Tra gli schemi proposti da Credit Suisse c’era anche la costituzione di una società il cui socio unico sarebbe stato un prestanome fornito da Credit Suisse
Finora i clienti dalla Svizzera che hanno scelto questa opzione si sono sempre dovuti appoggiare a trust stranieri (come quello a Singapore di Bidzina Ivanishvili) ma a gennaio 2022 il Parlamento ha incaricato il Consiglio federale di creare le basi legislative per avere istituti del genere anche nella Confederazione. Si tratta di uno dei modi per continuare a essere competitivi nel mercato finanziario globale, a seguito dell’introduzione della comunicazione automatica imposta dal sistema di scambio di informazioni bancarie Crs. In pratica, è un modo per cercare di restare una potenza nello scenario delle guerre fiscali: il segreto bancario è di casa anche a Singapore, i Paesi Bassi sono anche più in alto nella classifica del Tax Justice Network dei Paesi con maggiore opacità fiscale, ma la Svizzera in questi anni ha subito più attacchi.

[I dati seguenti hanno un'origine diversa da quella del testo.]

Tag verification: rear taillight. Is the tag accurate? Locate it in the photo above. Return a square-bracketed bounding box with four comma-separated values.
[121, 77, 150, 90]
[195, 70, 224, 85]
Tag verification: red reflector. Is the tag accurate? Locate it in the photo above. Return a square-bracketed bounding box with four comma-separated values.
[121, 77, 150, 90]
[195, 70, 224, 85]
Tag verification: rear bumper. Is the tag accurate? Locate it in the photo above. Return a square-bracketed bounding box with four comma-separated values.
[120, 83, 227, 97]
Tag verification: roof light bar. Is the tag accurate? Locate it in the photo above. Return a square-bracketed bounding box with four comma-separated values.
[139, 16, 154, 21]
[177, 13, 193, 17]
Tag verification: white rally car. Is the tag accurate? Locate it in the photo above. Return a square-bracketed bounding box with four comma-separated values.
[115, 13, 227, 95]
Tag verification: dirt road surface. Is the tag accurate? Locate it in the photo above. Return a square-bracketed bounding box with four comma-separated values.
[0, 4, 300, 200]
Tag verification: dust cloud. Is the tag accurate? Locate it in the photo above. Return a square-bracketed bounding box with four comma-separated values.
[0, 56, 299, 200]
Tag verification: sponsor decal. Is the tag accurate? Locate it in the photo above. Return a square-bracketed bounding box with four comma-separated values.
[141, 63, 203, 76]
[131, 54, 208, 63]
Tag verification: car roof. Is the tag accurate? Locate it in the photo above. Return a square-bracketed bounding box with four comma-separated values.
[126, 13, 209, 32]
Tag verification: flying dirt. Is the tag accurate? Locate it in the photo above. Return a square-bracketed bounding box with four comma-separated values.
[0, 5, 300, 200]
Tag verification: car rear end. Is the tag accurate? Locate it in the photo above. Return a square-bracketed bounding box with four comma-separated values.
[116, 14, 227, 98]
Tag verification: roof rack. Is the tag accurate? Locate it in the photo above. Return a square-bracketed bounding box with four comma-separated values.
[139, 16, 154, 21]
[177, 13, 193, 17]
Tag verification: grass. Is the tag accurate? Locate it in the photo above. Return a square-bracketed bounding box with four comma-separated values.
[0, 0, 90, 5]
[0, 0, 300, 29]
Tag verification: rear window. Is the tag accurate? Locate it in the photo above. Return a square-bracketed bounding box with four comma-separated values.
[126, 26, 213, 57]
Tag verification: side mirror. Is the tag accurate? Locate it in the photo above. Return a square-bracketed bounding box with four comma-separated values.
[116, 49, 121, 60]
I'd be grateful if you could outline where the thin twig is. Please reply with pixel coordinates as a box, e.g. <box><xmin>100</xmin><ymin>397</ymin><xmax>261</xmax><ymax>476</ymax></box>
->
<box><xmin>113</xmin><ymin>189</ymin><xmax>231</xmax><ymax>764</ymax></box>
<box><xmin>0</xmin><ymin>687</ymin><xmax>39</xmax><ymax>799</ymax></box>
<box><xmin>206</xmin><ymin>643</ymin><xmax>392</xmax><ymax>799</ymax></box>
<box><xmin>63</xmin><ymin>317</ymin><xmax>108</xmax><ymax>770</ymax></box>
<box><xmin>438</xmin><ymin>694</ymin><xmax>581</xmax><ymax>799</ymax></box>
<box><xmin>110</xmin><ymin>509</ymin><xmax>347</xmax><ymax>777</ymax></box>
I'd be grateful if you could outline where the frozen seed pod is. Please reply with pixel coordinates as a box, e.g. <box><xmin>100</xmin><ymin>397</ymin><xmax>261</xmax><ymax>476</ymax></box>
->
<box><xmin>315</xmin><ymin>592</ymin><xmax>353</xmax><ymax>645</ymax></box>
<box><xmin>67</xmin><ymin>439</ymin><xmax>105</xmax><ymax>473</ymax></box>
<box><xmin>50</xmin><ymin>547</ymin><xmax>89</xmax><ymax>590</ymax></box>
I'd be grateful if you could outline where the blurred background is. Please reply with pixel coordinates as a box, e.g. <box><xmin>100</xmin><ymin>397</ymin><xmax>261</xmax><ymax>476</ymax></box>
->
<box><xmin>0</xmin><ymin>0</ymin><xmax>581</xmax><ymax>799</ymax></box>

L’opzione per un deposito bancario cifrato, del tutto anonimo, è stata proposta alla potenziale cliente al costo di 2.250 dollari all’anno. In una comunicazione via mail con la futura potenziale cliente, il vice presidente della sede di Zurigo che si occupa dei mercati emergenti ha tuttavia precisato che «i conti cifrati sono in realtà un servizio che stiamo gradualmente eliminando, dato che il livello di protezione offerto è diminuito molto negli anni».
Per un’investitrice dall’Africa, però, resta ancora un’opzione: la Nigeria ha aderito al Crs solo nel 2020, il Ghana dal 2019, le isole Mauritius dal 2018 e il Sudafrica all’inizio, nel 2017. Gli altri Paesi sono fuori dal sistema di scambio automatico di informazioni bancarie.

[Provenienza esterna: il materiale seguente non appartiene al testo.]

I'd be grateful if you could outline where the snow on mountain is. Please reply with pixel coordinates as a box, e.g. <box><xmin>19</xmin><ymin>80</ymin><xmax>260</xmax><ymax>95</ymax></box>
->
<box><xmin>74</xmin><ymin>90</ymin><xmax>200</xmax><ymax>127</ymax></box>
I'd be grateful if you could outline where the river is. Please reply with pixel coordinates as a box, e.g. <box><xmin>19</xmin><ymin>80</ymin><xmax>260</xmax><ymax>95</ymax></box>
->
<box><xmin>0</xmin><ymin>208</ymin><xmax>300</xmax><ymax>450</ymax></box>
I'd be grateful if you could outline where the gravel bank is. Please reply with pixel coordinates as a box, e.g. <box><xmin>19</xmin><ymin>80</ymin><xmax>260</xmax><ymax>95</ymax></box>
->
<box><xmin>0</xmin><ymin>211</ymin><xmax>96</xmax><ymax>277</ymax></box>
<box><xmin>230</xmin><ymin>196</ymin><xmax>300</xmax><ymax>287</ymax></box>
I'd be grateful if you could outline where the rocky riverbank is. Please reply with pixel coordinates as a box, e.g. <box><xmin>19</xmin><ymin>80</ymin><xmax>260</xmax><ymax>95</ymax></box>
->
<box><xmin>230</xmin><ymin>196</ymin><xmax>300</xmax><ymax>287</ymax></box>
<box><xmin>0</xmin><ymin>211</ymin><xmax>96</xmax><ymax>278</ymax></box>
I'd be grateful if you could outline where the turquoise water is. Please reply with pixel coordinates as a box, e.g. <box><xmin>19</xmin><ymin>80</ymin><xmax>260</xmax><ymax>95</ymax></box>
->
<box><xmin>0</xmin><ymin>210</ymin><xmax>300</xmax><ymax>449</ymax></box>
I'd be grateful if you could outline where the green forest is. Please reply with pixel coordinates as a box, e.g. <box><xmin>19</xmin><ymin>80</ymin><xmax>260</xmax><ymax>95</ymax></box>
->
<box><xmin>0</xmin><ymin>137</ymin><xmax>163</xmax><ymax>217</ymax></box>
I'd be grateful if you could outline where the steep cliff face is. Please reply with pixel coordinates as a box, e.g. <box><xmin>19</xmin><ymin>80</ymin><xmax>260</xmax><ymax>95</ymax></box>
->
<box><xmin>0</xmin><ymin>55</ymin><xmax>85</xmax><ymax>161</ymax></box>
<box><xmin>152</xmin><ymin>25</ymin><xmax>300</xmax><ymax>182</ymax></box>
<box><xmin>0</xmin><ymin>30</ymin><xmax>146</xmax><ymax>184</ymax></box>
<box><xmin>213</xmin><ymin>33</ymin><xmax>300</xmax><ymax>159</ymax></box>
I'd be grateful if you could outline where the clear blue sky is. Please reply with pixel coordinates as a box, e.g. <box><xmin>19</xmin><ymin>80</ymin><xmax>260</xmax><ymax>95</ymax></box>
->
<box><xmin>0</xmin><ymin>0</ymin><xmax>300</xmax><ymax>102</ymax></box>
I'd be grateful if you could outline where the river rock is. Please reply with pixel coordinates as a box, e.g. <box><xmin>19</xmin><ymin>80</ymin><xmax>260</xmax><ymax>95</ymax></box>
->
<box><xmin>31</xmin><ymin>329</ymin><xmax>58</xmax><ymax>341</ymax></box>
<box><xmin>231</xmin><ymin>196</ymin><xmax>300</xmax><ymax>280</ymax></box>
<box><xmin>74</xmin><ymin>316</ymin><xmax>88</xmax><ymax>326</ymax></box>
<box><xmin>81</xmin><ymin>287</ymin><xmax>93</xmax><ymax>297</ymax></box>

Secondo quanto risulta a SuisseSecrets, in un sondaggio interno a Credit Suisse 50 mila dipendenti hanno identificato «un’urgente necessità di un ambiente che aiuti le persone che si occupano di rischio e conformità fiscale a parlare». Il segreto assoluto, forse, non è più un valore così indiscutibile, nemmeno all’interno della sua cattedrale.
CORREZIONE: L’articolo è stato modificato il 12 marzo per eliminare ogni connessione tra Bidzina Ivanishvili e il Cremlino.